O Prêmio Klunge
aprofunda o fosso que separa um estadista de um sucessor
rancoroso
MAURO
PEREIRA
Ao receber do Congresso
norte-americano o prêmio Klunge, versão alternativa do Nobel sueco, em
reconhecimento à inquestionável obra intelectual e ao notável desempenho como
chefe do Governo brasileiro, Fernando Henrique Cardoso não só esparge um pouco
de luz sobre a embolorada intelectualidade do País do Carnaval como também
desagrava a Presidência da República, instituição tão vilipendiada nos últimos
nove anos.
Hoje, todos os
brasileiros desprovidos de rancores rendem homenagens ao risonho octogenário que
mudou a história política e social do Brasil pós-ditadura. A lamentar, apenas a
pouca disposição da imprensa para compreender a importância do evento. As
publicações que noticiaram o acontecimento não foram além de textos
comprometidos pelo espaço acanhado e pelo laconismo. Todos se abstiveram de
contar aos leitores o que levou os julgadores a considerar FHC o maior pensador
da América Latina, e a premiá-lo com a soma de 1 milhão de
dólares.
Democrata autêntico,
avesso à retórica vazia e oportunista, Fernando Henrique retirou o Brasil da
categoria de república terceiromundista para colocá-lo no patamar reservado às
grandes nações. Sábio, ensinou que é possível fortalecer a sociedade sem
fragilizar o estado. Hábil, restituiu aos cidadãos o poder de definir os rumos
do país.
O sucesso irrefutável de
sua administração transformadora fez com que aflorassem sentimentos pouco
nobres, como o ciúme e a inveja.
Incentivados pela
omissão dos companheiros de partido do ex-presidente, adversários políticos
afundados em rancores e na miséria ética colocaram em prática uma sórdida
campanha cujo único propósito era a desconstrução impiedosa do grande legado
administrativo, político e moral deixado pelo governante
formidável.
Abandonado por
correligionários pusilânimes e injustiçado por grande parte da imprensa, o maior
presidente de nossa história travou praticamente sozinho a luta desigual em
defesa das grandes conquistas de seu governo. Liderados por Lula, seus algozes
tentaram consumar outro linchamento moral com uma violência jamais vista.
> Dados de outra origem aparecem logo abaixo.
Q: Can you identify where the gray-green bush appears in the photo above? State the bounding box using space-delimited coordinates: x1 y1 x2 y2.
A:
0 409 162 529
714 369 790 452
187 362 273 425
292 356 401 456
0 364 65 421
Bilhões de reais foram torrados na tentativa de apagar da memória política
nacional o líder que venceu a hiperinflação que vitimava sobretudo os mais
pobres, estabeleceu os fundamentos do equilíbrio macroeconômico ─ preservados
até hoje por seus detratores, ressalte-se ─, consolidou a democracia e fixou as
diretrizes de programas sociais que, expropriados cinicamente pelo PT,
desembocaram no Bolsa Família.
FHC saiu mais
fortalecido da ofensiva permanentemente alimentada pelo ódio inexplicável do seu
sucessor. Aos 80 anos, sereno e extraordinariamente lúcido, a vítima dos ataques
virulentos coleciona demonstrações de admiração e respeito oferecidas por
brasileiros decentes, pelas plateias das conferências que tem feito no exterior
por leitores das obras que se espalham pelas bibliotecas das universidades de
dezenas de países.
A conquista do Prêmio
Klunge aprofunda o formidável fosso que separa Fernando Henrique Cardoso e Luiz
Inácio Lula da Silva. O confronto das inumeráveis diferenças atesta que FHC, sem
nunca ter reivindicado tal status, é o estadista que Lula imagina ser, porém
jamais será. O prêmio concedido pela Biblioteca do Congresso norte-americano não
deve ser visto como mais um exemplo de que “a justiça tarda mas não
falha”.
No caso de FHC, um dos
intelectuais mais reverenciados do século XX, a justiça jamais tardou, tampouco
falhou. Seus inimigos é que se divorciaram
dela.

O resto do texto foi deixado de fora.